Act 91, signed into law last year, made it easier for retired teachers, former teachers with inactive certificates, and soon-to-be college graduates to serve as substitutes, but those measures aren’t seen as an ultimate solution to shortages.
“I realize it’s going to take some time for the provisions to be executed, and we must continue to devise interim solutions to meet what I think is a, really, most urgent need,” Sen.
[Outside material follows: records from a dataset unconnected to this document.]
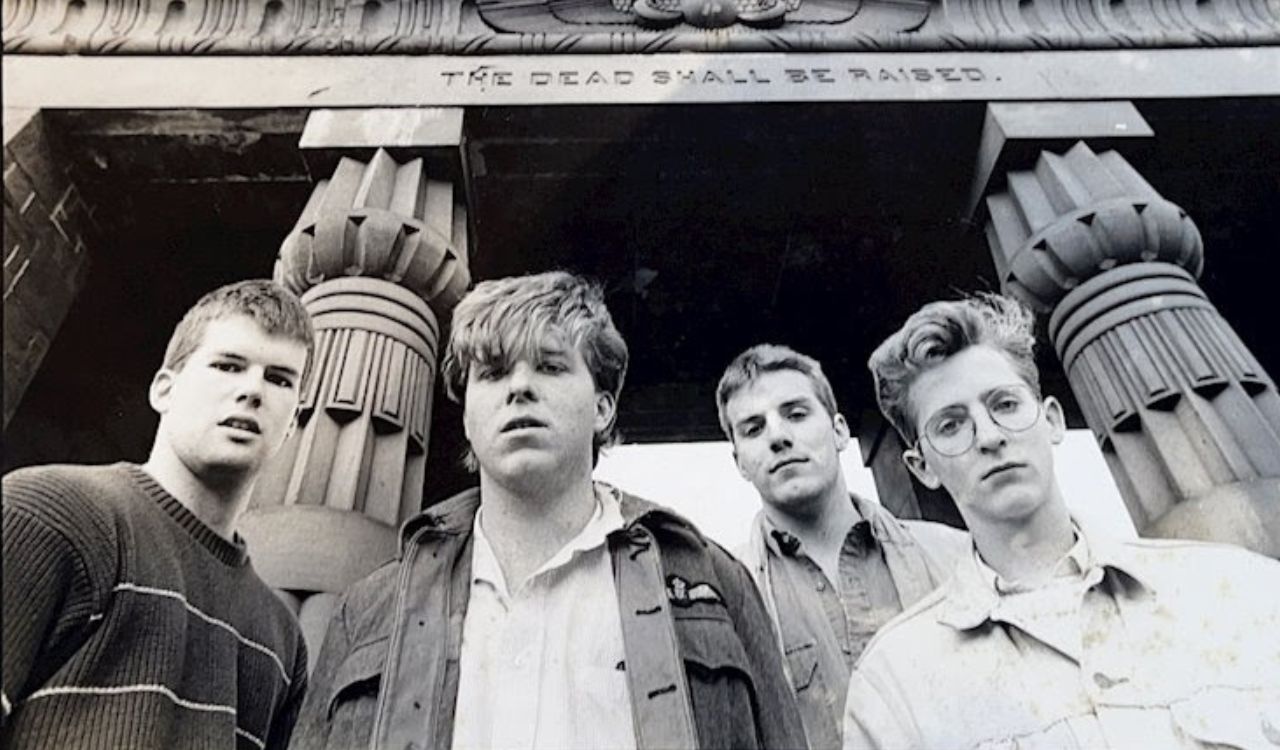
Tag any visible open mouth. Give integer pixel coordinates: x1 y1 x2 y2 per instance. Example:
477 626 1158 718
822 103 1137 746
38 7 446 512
769 458 808 474
982 463 1025 480
502 417 547 433
218 417 262 435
Kristin Phillips-Hill, R-Jacobus, said at a Senate Appropriations Committee hearing with the Department of Education.
For its part, the Department of Education has loosened some restrictions and is trying an all-hands-on-deck approach to remove barriers for becoming a teacher.
“We need to continue to explore what traditionally was considered the nontraditional routes and elevate them into making them traditional pathways as well,” Secretary of Education Noe Ortega said. “Otherwise we’re not going to make the dent that we need to make.”
Ortega said making no distinction between the traditional path to teaching certification and alternative entry can help districts be more efficient and much more affordable. Working with student-teacher programs and universities to better align standards with what local districts need is another department effort currently ongoing.
Nor are substitutes the only workers missing around school districts.
“The number of school bus drivers has been steadily declining since about 2018,” Phillips-Hill said.
Department of Education Deputy Secretary Sherri Smith noted the numbers are improving, “but we have a ways to go.” Some districts, Smith said, have even paid parents to drive their children to school while the district is short on drivers.